We're new to motorhoming (so new that we don't pick it up until 11.45 on May the 16th. I could bore you with the reg. no., the dealer's inside leg measurement, and the togs of our quilts, but I won't...).
We may be new to this, but between the two of us we have around 90 years experience of camping under canvas, plus about three years tugging, so hopefully not TOO naive!
Looking forward to setting sail, as it were.


----------



## Robmac (Mar 28, 2022)

Welcome to the forum.


----------



## Makzine (Mar 28, 2022)

Hello and welcome from Kent


----------



## jeanette (Mar 29, 2022)

Hi and welcome


----------



## GreggBear (Mar 29, 2022)

Welcome aboard.


----------



## mariesnowgoose (Mar 29, 2022)

Hello, welcome aboard


----------



## REC (Mar 29, 2022)

Hi, welcome! We bore each other on here with tog ratings of duvets and "useful" gadgets to buy/ not buy, use / not use....so you will fit in ok!


----------



## campervanannie (Mar 29, 2022)

Welcome to the forum.


----------



## Kontiki659 (Mar 29, 2022)

Welcome I'm sure you will have fun


----------



## Alli B (Mar 29, 2022)

Hi and welcome, sounds like more adventures to come.

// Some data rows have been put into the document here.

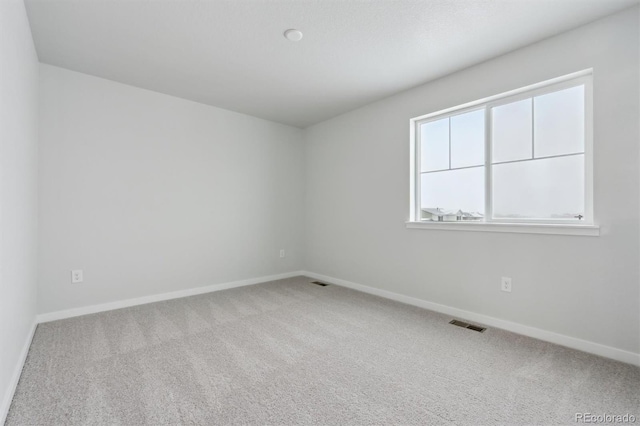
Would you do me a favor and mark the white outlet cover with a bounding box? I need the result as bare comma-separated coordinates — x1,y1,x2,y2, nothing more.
71,269,84,283
500,277,511,293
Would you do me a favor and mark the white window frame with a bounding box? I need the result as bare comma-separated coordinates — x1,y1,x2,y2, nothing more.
407,69,599,236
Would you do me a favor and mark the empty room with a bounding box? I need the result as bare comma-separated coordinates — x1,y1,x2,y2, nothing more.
0,0,640,426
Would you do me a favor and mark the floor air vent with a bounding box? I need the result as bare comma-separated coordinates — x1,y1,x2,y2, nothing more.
449,320,486,333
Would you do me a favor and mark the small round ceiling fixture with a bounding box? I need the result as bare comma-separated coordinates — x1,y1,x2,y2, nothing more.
284,28,302,41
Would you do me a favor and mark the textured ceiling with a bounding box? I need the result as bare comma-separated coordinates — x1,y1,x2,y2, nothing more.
26,0,637,127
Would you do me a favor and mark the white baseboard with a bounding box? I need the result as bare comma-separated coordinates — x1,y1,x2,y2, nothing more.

Hassle free .


----------



## RoadTrek Boy (Mar 30, 2022)

Hi, and welcome from Torbay, Devon...


----------



## phillybarbour (Apr 2, 2022)

Hi and welcome along, lots of experience there.


----------



## coundonroad (Jul 30, 2022)

I was just a freeloader back then, but have now paid my way!


----------



## coundonroad (Jul 30, 2022)

Oh, and we've done our first 26 nights in the motorhome. Still a long way to catch up with the tent camping though...
Off to Germany, France, and northern Spain (probably dipping in and out of a few others while we're at it) in September and October.


----------



## maingate (Aug 1, 2022)

Coundon Road eh?

Is that the Coundon near where we used to live at Rushyford?

Welcome to the forum.


----------



## Alli B (Aug 2, 2022)

Hello and welcome, enjoy your new motorhome and adventures.


----------



## Harrytherid (Aug 2, 2022)

Nice to see all the welcome posts,  I concur.


----------



## Apollo 13 (Aug 2, 2022)

coundonroad said:


> Hello all.
> We're new to motorhoming (so new that we don't pick it up until 11.45 on May the 16th. I could bore you with the reg. no., the dealer's inside leg measurement, and the togs of our quilts, but I won't...).
> We may be new to this, but between the two of us we have around 90 years experience of camping under canvas, plus about three years tugging, so hopefully not TOO naive!
> Looking forward to setting sail, as it were.


Hello, and welcome.


----------